Since the experiment contains six experimental groups a one-way ANOVA should be conducted after data is collected. Due to the fact the a t-test is only conducted when there are two experimental groups, a t-test should not be conducted. A power analysis is used to determine the needed amount of test subjects to make this experiment viable. For this experiment, the Pearson’s R could be found by plotting results into 6 different scatter plots, respectively representing each group. Each scatter plot should form some type of correlation which is expressed through a number, R. This number is represented on a scale of -1.0 to 1.0. The control group should show the strongest correlation, closest number to 1.0, and acts as a point of reference for comparison to groups 2-6.

Subject Selection

In this experiment, subjects who are 65 years of age and older will be selected from both genders. They also have to have the same health profile in order to reduce the number of variables in the experiment. In our selection, different ethnicities will be targeted because of the genetic variation between different ethnic groups which might affect the accuracy of the test result.

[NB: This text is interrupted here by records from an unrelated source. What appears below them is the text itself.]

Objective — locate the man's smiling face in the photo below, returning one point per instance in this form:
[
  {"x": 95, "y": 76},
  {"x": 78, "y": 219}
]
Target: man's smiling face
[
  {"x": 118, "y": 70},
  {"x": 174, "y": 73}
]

Sources of Error or Biases

It has been established that 10 mg has an effect on protein levels, and this could serve as a source of bias because we would expect that any amount of LPS close to 10 mg will have the desired effect. The way this can be controlled is if we conducted a double blind experiment, or we simply eliminate 10 mg as our control. We are attempting to maximize the level of Inflammation with the lowest amount of LPS, and an error could arise in our calculation. We would have to run through the calculations more than once to ensure we selected the optimal amount of LPS.

Environment and occupation might be sources of biases therefore, to avoid any variation in the result, environment should be controlled and all subjects should have jobs with same stress level.